Definition of a system
A system is any collection of things that interact together to produce some sort of behavior of the whole. Systems Thinking is the study of how and why systems behave the way they do by examining the structure of their parts, relationships, and resulting behaviors.
A basketball game is a system of players, referees, and rules that interact to produce a game. Silicon valley is a system with entrepreneurs, venture capitalists, and resources that create a culture of innovation as well as exuberance. A wildlife ecosystem is a system of living organisms, climates, and consumption patterns that interact to create rising and falling populations of various species.
A system is not equal to the sum of its parts
If you take the parts of a system apart, the system will behave differently because the interactions are cut off. It is these interactions that tell us how and why a system functions the way it does. Take out referees from the game of basketball and players will behave differently. Take out venture capitalists and Silicon Valley would look very different today. Remove a species from its wildlife habitat and other species that were previously food source or predator will react. You can’t understand a system if you only study its parts in isolation.
3 Types of Systems
Systems can be generally categorized as physical, biological, or social.

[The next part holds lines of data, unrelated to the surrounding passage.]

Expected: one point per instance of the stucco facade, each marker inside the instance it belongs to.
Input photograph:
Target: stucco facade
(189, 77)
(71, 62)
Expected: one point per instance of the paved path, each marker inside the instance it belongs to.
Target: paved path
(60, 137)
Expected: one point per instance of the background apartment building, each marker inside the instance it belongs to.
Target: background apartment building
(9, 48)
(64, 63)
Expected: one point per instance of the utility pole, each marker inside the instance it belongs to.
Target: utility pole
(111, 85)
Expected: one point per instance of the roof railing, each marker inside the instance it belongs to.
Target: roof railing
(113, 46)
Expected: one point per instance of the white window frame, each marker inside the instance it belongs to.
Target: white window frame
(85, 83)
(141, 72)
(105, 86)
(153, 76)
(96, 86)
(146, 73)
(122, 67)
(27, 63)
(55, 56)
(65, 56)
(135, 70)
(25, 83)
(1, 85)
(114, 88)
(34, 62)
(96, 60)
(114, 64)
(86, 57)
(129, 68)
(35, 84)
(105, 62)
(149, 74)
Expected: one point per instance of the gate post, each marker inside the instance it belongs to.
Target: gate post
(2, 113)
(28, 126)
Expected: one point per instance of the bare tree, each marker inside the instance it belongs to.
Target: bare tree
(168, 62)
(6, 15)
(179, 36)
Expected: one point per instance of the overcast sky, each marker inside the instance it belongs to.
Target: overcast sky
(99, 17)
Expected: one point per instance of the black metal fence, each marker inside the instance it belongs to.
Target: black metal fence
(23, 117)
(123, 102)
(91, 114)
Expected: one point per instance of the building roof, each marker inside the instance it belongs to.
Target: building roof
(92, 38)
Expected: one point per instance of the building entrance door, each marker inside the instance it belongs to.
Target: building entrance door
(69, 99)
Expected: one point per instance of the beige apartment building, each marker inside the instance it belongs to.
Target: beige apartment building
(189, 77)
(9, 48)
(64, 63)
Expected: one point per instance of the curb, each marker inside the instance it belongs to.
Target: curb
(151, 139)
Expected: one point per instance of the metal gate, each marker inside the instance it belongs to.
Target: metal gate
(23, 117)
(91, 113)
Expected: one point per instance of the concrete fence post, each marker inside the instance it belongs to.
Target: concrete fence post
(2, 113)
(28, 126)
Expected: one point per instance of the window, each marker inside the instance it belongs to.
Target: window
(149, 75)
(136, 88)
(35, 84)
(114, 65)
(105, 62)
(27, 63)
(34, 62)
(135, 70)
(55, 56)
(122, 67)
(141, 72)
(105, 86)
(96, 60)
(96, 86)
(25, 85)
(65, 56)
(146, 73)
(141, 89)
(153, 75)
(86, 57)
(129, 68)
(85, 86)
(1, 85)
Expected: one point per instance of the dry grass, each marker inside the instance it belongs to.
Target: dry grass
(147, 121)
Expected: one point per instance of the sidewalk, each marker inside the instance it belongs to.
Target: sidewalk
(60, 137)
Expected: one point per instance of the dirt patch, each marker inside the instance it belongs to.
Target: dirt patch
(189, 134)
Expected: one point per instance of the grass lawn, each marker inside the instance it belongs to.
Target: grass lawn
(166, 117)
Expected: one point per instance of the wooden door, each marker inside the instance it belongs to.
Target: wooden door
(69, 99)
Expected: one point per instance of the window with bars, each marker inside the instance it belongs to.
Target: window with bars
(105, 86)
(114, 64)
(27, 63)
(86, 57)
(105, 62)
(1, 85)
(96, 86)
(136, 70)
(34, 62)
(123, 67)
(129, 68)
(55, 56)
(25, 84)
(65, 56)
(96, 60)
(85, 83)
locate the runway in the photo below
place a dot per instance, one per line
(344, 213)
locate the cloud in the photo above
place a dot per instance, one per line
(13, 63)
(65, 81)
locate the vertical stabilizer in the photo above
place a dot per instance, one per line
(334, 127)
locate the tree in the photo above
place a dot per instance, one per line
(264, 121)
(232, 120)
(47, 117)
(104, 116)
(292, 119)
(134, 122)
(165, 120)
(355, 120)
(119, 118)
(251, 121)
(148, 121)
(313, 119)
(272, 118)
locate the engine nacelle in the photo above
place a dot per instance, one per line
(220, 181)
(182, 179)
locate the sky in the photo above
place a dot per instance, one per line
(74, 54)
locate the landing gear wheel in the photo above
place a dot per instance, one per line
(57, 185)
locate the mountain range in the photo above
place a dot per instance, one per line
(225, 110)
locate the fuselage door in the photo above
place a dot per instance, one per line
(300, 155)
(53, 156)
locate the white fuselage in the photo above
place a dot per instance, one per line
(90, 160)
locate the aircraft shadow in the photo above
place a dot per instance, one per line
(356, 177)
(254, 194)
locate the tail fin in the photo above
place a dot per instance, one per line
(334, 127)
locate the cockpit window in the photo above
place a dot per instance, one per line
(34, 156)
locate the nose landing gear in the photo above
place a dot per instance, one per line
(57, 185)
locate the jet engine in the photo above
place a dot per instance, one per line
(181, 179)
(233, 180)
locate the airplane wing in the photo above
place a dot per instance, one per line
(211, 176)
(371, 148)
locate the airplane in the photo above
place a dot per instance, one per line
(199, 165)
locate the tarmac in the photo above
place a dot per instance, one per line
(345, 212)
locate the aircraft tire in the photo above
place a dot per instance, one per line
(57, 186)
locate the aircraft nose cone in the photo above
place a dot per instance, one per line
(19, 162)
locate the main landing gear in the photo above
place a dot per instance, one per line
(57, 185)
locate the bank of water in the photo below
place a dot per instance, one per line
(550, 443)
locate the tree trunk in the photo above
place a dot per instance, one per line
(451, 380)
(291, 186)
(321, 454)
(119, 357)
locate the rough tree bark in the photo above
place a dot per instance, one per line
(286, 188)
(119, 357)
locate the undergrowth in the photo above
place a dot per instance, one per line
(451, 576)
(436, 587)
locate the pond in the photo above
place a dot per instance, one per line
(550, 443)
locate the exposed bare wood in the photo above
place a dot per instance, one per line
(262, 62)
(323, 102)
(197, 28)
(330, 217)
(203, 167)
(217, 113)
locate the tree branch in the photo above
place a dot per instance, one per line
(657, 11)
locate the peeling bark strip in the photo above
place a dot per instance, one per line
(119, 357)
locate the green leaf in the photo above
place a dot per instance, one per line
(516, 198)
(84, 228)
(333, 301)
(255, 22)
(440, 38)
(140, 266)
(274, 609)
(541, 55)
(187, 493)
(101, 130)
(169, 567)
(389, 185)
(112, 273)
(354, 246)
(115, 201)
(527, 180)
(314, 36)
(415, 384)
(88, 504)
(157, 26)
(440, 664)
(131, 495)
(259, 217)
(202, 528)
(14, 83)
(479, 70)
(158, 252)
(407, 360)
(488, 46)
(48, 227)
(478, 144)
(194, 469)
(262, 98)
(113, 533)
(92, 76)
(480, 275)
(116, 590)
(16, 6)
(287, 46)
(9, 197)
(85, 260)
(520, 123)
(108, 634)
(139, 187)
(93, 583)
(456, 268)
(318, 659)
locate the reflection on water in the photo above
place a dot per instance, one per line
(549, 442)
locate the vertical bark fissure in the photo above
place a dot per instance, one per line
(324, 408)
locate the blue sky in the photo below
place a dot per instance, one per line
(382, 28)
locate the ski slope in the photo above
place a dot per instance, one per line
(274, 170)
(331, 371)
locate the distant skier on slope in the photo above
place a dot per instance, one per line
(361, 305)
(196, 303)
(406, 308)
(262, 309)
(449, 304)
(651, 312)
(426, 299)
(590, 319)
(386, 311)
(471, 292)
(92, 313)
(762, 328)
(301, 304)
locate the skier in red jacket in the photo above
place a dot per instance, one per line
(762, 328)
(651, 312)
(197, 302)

- Physical systems can be understood based on natural physical laws and ignore questions of values, motivations, and preferences. These include the the study of mechanical, electrical, and chemical systems. Problems in the area of physical systems tend to be more straight forward – when designing products or conducting experiments in physical systems, the designer can select the parts, pre-program the goals, and with enough trial and error design a system that achieves a defined function. We can design watches, thermostats, and machines to perform certain ways according to our expectation, of course with some room for designer error.
- Biological systems are made up of the organs in the body of living organisms. Your brain, spine, heart, muscles, and lungs each and together serve integral functions that support your life. It’s impossible to study this complex set of relationships by researching any particular organ in isolation. The field of healthcare and medicine seeks answers to questions about our wellbeing and longevity, but different schools of medicine and diet gurus will tell you different things, each finding “scientific” research that can support their claims. Unlike mechanical systems, causal relationships are much less straightforward while the interconnections across cells are infinitely more complex. Therefore we experience “side effects” when taking symptom-relieving drugs, and sometimes don’t see the effects of our health choices until many years to come.
- Social systems deal with the interactions of people. They involve the laws of human nature and bring in questions of values, motivations, and morals absent in physical systems. And because each individual has unique goals and therefore preferences, social systems are much harder for any one to plan and control. There are an infinite number of parts, interconnections, and goals making them unpredictable. Attempts to command and control populations such as the case in authoritarian regimes is often met with policy resistance, addiction, and eroding goals over time. Social systems also have very fuzzy boundaries because all organisms must interact with their environments for survival. With globalization, policy choices enacted in one country can have an impact on the quality and costs of items purchased by someone on the other side of the globe.
While Systems Thinking can be applied to all 3 types of systems, we are much more interested in social systems on this site.
Systems impact each other
We often overlook how an interference in one part of the system can have damaging unintended consequences that we didn’t intend to produce. The abrupt decline of the honeybee population around the world has impacted and been impacted by humans. Honeybees are vital for pollination in agricultural crops and natural ecosystems. Their collapse is due to a variety of interactions including disease, insecticide use, and the commercial transport of bees. We live in a world where humans, animals, and the environment are closely interconnected.
The agents of a system can have different goals
Systems can often be broken down into smaller systems with differing goals. Take College Education. Students attend college in order to get a degree and improve their job prospects. Although professors are there to teach, professors might be more concerned by their own research and pursuit of tenure. Each university department, then, is a system where the goal is to strive for its own prestige. All of these are parts of the larger university system, and it is in everyone’s interests to maintain the greater university’s reputation.
System behavior is caused by the interactions from within – its own structure causes the good and bad that we observe. Cities with high crime rates cannot be blamed on individual criminals. Instead, the system has set conditions that have allowed crime to develop – poor educational opportunities, growing income inequality, and tensions between different groups of people create a toxic environment. We can’t fix crime just by arresting people and punishing them – more criminals will spring up if we don’t solve the root causes of problems.
Try this: Think of 5 systems that you are a part of. Identify the parts, how those parts interact, and what behavior is generated from these interactions. Do these systems have goals? Are the incentives designed in a way to ensure that the intended goal is being met? Be careful here because often times people state that their goal is one thing, but the system behaves in a different way (you should be picturing politicians right now). Leave a comment below with the parts, interactions and behavior for one of your systems and get feedback from other members of the community!
We are embedded in many systems, all of which we can impact and be impacted by. Systems thinking appreciates the complex parts and relationships of systems, seen and unseen.